Over the last 20 years, autonomous spaces in Berlin have been dwindling, with evictions making room for co-working cafés and high-priced lofts for part-time accommodation of upper middle-class Europeans and North Americans on tourist visas. Berlin’s low-income population of working-class Germans and immigrants fleeing poverty, war, or stringent anti-queer laws stands no chance against these rising rents. Leandro Goddinho and Paulo Menezes’ film is representative of so many newcomers’ experiences when looking for a place to live (Du bist so wunderbar (Paradise Europe), 2023). Not only is it challenging to find a place that is affordable, but the fact that one needs to register where they live to find a job, go to school, or be a functioning part of society makes it nearly impossible. Cheap rent is mostly found through illegal sublets. Neoliberal capitalism is now in full swing, ready to crush anyone not able to fit its mold.

The last two films of the screening explore how we, as queers, manage to find solidarity and community amongst the ruins. Harvey Rabbit takes us on a journey through Berlin’s darkrooms as a space of healing (Chemo Darkroom, 2018). Featuring performances by the well-known and adored Bishop Black, Theo Meow, and Finn Peaks from Berlin’s queer porn community, Rabbit’s film is not only a story about the experience of survival, but a poetically sexy tribute to it as well. The program ends with a film from Berlin-born filmmaker Zara Zandieh (Octavia’s Vision, 2020).
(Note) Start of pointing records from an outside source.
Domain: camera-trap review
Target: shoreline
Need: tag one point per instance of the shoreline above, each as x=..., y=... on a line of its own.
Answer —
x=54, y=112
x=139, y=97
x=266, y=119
Drawn from the writings of Afro-futurist author Octavia Butler, Zandieh’s film showcases the new style emerging in queer futurist European cinema which combines archival footage with tableaux to provide a look back while looking forward, a sort of timelessness that reimagines what our futures could be. Zandieh makes clear that the goal is not to gain material wealth, but to recognize our common struggles, to be in solidarity with one another despite our differences. To love, to form community, and to care for each other in the face of austerity and the growing turn to the right. Berlin stays poor, but sexy!
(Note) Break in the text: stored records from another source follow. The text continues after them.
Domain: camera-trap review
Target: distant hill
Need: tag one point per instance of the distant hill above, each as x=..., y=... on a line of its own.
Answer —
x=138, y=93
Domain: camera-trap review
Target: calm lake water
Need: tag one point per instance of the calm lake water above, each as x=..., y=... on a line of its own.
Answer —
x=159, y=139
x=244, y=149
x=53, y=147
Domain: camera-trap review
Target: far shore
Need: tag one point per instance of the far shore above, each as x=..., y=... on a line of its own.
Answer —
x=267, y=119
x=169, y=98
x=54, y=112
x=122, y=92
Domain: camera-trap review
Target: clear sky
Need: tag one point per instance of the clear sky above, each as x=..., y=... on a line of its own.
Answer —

Juliet Bashore, The Battle of Tuntenhaus (1991, 45 min)
Leandro Goddinho & Paulo Menezes, Du bist so wunderbar (Paradise Europe) (2023, 17 min)
Harvey Rabbit, Chemo Darkroom (2018, 17 min)
Zara Zandieh, Octavia’s Visions (2020, 18 min)

MIX NYC is the longest-running queer film festival in NYC, and has presented experimental film, video and installation art. Established in 1987, at the height of the AIDS epidemic by Jim Hubbard and Sarah Schulman, the DIY festival was organized in response to experimental film venues in New York City not programming contemporary work made by LBGT filmmakers. As the nonprofit home of the annual New York Queer Experimental Film Festival and the ACT UP Oral History Project, MIX NYC has featured early works by filmmakers such as Christine Vachon, Todd Haynes, Isaac Julien, Thomas Allen Harris, Barbara Hammer, Juan Carlos Zaldivar, Jonathan Caouette, Jennie Livingston, Gus Van Sant, and Matthew Mishory. After a hiatus of a few years, MIX NYC is back with monthly screenings that are dedicated to creating a cultural community where contemporary queer experimental filmmakers can exhibit and garner support for their work.